Смешанное чувство испытала она от известия об измене мужа с новгородкой Марией. Вместе с брезгливостью отчего-то шевельнулось внутри ехидство: Дорифор теперь собрат её по несчастью, оказался рогатый, выбрал себе в спутницы пошлую бабёнку. А спустя два года с горечью отвечала на письмо Софиана, где он спрашивал о судьбе жены и Николеньки, — как сгорели те при ужасном набеге Тохтамыша...

Больше богомаз и княгиня не писали друг другу.

После смерти Донского переехала с детьми из Серпухова в Москву, в Кремль, во дворец Храброго, находившийся за алтарной частью Архангельского собора. С юными Василием Дмитриевичем и Софьей Витовтовной завязала добрые отношения, но особенно тесно сошлась с вдовствующей великой княгиней — Евдокией Дмитриевной Суздальской. Та была такой же ревностной православной, строго соблюдала посты, ездила молиться в дальние и ближние обители, возводила церкви, жертвовала деньги детским приютам. И сама не принимала постриг только потому, что хотела вначале поставить на ноги младших своих детей — малолетних Константина, Софью, Анну, Анастасию и Марью.

Как-то раз обе женщины возвращались с заутрени, проводимой митрополитом по случаю Сретения Господня, и вдова сказала Елене — просто как хорошую новость, без каких бы то ни было намёков, ибо знать не знала об её чувствах:

   — Вскорости прибудет к нам из Нижнего твой давнишний приятель — живописец Феофан Грек. Киприан пригласил его расписывать храм в Коломне.
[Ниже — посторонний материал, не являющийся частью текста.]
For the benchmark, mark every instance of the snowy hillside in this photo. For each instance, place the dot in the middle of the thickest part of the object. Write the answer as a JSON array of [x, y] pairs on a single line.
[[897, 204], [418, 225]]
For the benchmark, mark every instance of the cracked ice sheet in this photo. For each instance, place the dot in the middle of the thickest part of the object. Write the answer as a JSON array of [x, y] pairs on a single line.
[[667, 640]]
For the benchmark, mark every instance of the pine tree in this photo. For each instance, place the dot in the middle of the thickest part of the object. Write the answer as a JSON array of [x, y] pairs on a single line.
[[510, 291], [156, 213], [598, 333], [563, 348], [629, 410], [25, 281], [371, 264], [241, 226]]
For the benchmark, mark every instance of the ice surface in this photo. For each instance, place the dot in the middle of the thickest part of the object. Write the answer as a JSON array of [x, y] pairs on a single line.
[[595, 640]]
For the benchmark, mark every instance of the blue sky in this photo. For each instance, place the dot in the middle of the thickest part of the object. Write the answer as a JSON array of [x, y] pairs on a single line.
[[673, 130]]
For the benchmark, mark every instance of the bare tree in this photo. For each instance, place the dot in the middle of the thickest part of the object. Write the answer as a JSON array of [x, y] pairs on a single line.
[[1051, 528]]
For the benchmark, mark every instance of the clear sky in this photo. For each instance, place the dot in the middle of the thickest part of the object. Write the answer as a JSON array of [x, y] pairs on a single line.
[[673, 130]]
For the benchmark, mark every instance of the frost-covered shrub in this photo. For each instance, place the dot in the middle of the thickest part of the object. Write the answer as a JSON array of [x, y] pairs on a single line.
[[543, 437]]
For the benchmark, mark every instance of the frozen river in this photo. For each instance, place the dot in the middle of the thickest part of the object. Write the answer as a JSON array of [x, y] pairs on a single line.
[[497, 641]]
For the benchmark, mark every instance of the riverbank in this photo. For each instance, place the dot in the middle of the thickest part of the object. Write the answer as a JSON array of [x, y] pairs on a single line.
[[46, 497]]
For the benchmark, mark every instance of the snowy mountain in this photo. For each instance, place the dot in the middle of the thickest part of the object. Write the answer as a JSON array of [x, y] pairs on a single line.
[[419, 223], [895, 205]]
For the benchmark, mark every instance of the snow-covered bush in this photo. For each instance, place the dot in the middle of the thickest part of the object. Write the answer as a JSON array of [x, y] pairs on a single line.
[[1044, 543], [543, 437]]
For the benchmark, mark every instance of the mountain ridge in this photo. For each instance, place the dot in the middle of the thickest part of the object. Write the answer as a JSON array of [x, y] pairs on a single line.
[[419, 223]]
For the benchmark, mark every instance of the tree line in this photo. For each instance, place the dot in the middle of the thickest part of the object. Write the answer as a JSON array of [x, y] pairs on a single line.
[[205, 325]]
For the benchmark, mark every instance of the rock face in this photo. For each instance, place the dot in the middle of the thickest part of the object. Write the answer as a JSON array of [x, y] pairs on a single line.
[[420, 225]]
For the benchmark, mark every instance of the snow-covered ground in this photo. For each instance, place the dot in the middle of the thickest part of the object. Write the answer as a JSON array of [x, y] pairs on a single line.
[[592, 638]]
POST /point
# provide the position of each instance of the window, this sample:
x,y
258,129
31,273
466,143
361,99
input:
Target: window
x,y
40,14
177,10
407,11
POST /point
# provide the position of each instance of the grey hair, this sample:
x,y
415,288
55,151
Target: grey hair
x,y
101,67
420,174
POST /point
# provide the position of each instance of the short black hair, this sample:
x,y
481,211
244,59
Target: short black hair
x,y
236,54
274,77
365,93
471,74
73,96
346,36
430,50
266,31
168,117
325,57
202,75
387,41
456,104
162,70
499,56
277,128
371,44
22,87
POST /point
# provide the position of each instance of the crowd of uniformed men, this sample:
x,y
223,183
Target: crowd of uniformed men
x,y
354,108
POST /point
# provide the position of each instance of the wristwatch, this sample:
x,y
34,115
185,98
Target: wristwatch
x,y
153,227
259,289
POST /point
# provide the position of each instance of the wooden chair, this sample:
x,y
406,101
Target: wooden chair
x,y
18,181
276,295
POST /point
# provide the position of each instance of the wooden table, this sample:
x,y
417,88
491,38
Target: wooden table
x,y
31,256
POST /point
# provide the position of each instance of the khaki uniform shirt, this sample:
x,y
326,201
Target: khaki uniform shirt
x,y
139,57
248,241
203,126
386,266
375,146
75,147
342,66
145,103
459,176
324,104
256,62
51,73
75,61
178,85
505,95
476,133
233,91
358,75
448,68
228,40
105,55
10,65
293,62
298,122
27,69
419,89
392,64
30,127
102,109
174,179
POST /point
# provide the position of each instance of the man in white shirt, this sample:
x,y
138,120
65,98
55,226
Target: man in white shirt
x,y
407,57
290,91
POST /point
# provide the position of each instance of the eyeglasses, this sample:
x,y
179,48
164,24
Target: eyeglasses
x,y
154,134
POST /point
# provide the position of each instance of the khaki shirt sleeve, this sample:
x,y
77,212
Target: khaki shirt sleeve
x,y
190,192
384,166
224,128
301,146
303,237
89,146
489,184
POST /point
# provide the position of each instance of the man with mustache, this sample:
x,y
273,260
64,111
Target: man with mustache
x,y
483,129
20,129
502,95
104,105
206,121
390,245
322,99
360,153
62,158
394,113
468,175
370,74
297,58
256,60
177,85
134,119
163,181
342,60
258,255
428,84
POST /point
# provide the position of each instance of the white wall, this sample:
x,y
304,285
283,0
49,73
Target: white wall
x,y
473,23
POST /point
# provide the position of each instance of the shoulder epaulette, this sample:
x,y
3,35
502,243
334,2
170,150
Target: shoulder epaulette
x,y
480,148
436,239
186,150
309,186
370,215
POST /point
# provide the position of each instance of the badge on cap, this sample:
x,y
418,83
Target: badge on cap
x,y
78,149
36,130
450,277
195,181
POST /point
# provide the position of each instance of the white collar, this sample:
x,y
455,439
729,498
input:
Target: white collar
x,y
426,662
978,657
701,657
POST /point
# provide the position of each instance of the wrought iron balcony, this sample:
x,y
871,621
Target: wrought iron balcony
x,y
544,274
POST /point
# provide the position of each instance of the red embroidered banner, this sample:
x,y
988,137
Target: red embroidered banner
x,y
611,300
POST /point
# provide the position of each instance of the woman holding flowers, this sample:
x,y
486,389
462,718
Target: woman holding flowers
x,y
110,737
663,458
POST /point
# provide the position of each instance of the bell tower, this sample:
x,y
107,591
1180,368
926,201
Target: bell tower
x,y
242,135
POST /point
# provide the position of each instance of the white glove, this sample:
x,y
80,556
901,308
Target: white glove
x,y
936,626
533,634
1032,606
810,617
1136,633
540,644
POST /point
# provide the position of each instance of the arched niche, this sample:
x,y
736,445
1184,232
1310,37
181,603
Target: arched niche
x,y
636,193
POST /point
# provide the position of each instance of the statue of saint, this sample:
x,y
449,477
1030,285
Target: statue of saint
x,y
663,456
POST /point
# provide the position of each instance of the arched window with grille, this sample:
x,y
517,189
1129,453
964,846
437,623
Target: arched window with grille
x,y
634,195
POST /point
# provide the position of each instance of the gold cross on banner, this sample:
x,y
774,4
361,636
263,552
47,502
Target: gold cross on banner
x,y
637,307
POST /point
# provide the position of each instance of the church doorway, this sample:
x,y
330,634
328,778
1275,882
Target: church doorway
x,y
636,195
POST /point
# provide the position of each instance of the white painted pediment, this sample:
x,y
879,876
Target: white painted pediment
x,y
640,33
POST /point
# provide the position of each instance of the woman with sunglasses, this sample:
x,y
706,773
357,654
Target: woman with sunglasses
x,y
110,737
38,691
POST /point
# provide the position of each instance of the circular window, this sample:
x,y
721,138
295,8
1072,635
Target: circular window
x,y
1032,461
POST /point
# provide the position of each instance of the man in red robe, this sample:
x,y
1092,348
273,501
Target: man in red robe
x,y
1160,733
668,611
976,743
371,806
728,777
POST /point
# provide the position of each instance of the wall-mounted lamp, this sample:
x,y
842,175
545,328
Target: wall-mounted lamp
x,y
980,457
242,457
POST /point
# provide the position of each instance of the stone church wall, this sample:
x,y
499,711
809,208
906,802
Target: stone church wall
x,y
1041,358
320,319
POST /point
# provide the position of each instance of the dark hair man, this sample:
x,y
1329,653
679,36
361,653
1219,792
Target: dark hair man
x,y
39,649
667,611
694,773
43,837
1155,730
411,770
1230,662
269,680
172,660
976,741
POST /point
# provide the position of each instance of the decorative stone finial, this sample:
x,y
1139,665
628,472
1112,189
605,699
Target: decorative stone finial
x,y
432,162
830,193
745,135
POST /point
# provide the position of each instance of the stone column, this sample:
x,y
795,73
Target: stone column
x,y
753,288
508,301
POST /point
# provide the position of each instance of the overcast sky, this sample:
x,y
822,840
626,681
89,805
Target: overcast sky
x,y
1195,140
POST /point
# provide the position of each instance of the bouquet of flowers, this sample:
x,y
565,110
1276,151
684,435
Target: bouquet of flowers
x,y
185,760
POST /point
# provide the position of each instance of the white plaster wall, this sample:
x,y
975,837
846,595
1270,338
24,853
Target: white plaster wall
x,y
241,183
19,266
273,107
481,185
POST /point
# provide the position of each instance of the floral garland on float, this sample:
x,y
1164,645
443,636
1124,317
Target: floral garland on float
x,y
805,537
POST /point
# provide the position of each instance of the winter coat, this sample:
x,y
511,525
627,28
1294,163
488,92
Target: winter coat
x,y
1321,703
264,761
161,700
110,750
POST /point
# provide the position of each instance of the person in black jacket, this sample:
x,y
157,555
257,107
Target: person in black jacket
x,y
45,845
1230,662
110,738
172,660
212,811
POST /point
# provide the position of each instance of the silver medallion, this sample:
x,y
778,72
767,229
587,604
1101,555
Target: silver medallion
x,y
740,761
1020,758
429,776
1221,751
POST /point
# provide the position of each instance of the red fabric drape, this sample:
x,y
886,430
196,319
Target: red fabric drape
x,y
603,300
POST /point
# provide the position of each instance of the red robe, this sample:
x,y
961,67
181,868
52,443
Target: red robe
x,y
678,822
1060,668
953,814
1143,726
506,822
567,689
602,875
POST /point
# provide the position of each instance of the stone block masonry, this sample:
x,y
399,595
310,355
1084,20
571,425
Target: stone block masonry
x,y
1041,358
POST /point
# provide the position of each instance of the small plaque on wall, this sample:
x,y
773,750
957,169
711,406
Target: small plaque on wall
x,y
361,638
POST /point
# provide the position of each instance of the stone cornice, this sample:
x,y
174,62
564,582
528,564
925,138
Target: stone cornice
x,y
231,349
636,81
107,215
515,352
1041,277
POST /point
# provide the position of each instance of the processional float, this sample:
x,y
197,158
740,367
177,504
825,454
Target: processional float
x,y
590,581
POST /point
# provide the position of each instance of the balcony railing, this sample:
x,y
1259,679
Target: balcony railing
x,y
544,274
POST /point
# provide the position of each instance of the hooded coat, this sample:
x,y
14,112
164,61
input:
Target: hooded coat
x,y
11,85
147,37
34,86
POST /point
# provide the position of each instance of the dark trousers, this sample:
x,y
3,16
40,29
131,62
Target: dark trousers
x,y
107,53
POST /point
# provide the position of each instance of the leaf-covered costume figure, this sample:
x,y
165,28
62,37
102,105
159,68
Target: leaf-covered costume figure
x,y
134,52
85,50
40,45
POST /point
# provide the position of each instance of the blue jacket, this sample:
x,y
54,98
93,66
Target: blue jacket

Я ж имею и другую задумку: выстроить в Кремле церковь Рождества Богородицы, дабы фрески в ней сотворил сей достойный муж. Как ты смотришь на это, душенька?

В сердце у литовки вновь возник тот забытый с годами сладкий холодок, появившийся при первой её встрече с Дорифором. Улыбнувшись непринуждённо, внучка Гедымина произнесла:

   — Очень рада и его возвращению, и твоим великим намерениям. Он искусный иконник и вельми занятный философ. Говорит, как пишет, словеса текут чрезвычайно затейливо.

   — Он, по-моему, женат на боярышне из Новгорода Великого?

   — Был давно, да его супруга с детьми сгорела при набеге нехристя Тохтамыша. Старший сын тоже умер — вроде от чахотки...

   — Вот несчастье! Бедный Феофан...

   — Доходили слухи, что живёт вдовцом, вместе с дочерью, зятем-русским и внуком. Кстати, знаешь, кто в зятьях у него?

   — Кто же, любопытно?

   — Младший брат Симеона Чёрного.

   — Неужели?

   — Тоже богомаз, ученик Феофана.

   — И, наверное, пьёт, как брат?

   — Ох, не ведаю, матушка: это всё рассказывали заезжие люди...

   — Ты, однако, хорошо осведомлена о своём знакомце, — посмотрела на неё Евдокия не без лукавства.

Но Елена пропустила насмешку мимо ушей и сказала рассеянно:

   — Мы дружили семьями... он расписывал стены в нашем тереме...

   — Да, я видела, приезжая к вам в гости в Серпухов. Очень, очень затейливо...

А оставшись одна, благоверная Храброго стала нервничать, отчего-то смотрелась в зеркальце (полированный кусок серебра), проверять, не слишком ли годы состарили её. Нет, пожалуй, выглядела неплохо, как нормальная цветущая тридцатишестилетняя женщина, мать четверых детей. И сама же ойкнула: мать четверых детей, а взволнована приездом постороннего господина, словно девочка! Вот ведь незадача! Для чего это ей?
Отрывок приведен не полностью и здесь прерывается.